1 Can not achieve full sequence length without OoM  



All tests done on stock RTX 4090 / 12900K, running with a desktop environment, with a few other apps also using VRAM.



**"Prompt"** speed is inference over the sequence length listed minus 128 tokens. **"Worst"** is the average speed for

the last 128 tokens of the full context (worst case) and **"Best"** lists the speed for the first 128 tokens in an

empty sequence (best case.)



VRAM usage is as reported by PyTorch and does not include PyTorch's own overhead (CUDA kernels,

internal buffers etc.) This is somewhat unpredictable anyway. Best bet is to just optimize VRAM usage by the model,

probably aiming for 20 GB on a 24 GB GPU to ensure there is room for a desktop environment and all of Torch's

internals.



Perplexity is measured only to verify that the models are working. The dataset used is a particular, small sample from

WikiText, so scores are not comparable to other Llama benchmarks and only useful for comparing the different Llama

models to one another.



### Dual GPU results



The following benchmarks are from a 4090 + 3090-Ti with `-gs 17.2,24`:



| Model   | Size | groupsize | act | Seq. len.      | VRAM      | Prompt    | Best   | Worst   | Ppl   |

|---------|------|-----------|-----|----------------|-----------|-----------|--------|---------|-------|

| Llama   | 65B  | 128       | yes | 2,048 t        | 39,804 MB | 1,109 t/s | 20 t/s | 18 t/s  | 4.20  |

| Llama   | 65B  | 32        | yes | 2,048 t        | 43,424 MB | 1,037 t/s | 17 t/s | 16 t/s  | 4.11  |

| Llama-2 | 70B  | 128       | yes | 2,048 t        | 40,680 MB | 914 t/s   | 17 t/s | 14 t/s  | 4.15  |

| Llama-2 | 70B  | 32        | yes | 2,048 t        | 36,815 MB | 874 t/s   | 15 t/s | 12 t/s  | 4.10  |



Note that perplexity scores may not be strictly apples-to-apples between Llama and Llama 2 due to their different

pretraining datasets.



## Todo



Moved the todo list [here](doc/TODO.md).  



## Compatibility



[Here](doc/model_compatibility.md) is a list of models confirmed to be working right now.



## Recent updates



**2023-01-09**: Added rope_theta parameter for (at least partial) CodeLlama support.
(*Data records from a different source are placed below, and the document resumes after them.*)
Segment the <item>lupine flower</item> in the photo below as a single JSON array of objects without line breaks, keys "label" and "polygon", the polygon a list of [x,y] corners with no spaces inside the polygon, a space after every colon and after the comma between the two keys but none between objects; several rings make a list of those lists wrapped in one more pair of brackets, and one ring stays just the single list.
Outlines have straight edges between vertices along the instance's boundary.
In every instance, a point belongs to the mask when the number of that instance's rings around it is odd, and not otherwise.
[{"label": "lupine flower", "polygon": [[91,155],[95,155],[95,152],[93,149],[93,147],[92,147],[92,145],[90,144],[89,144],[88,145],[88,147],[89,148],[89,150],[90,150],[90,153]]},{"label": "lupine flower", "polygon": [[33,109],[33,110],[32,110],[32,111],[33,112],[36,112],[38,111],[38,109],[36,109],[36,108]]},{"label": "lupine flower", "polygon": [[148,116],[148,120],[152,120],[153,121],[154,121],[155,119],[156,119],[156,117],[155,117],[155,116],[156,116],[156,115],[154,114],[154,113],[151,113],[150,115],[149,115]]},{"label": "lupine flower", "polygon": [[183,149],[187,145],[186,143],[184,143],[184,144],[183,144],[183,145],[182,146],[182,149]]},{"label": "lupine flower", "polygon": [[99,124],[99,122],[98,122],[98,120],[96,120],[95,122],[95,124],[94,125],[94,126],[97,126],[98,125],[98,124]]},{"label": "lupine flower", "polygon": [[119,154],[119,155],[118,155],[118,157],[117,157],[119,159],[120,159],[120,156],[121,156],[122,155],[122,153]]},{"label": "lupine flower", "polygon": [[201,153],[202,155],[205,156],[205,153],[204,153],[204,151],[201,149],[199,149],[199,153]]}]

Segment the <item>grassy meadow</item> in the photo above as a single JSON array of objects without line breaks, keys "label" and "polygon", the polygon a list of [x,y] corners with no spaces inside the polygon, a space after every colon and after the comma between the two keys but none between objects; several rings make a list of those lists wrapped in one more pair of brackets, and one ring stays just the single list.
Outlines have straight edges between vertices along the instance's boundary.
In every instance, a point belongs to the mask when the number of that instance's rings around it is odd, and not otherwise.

If you were using alpha = 97

or similar, you would no longer need that for CodeLlama models. Still stuff to sort out regarding the extended

vocabulary.



**2023-08-09**: Added support for sharded models. `config.model_path` now accepts either a filename or a list of

filenames. `model_init()` will detect multiple .safetensors files if given a model directory. Note the change in the

various examples: `model_path = glob.glob(st_pattern)[0]` becomes simply `model_path = glob.glob(st_pattern)`. Also

there's a little script in `util/shard.py` to split large .safetensors files. It also produces an index.json file for

the sharded model, just for completeness, although ExLlama doesn't need it to read the shards. Note that the 

**safetensors dependency was bumped to version 0.3.2**. 



**2023-08-12**: Preliminary, initial and tentative release of [ExLlamaV2](https://github.com/turboderp/exllamav2).

It doesn't do all the things that ExLlamaV1 does, yet, but it's better at what it does do. So check it out!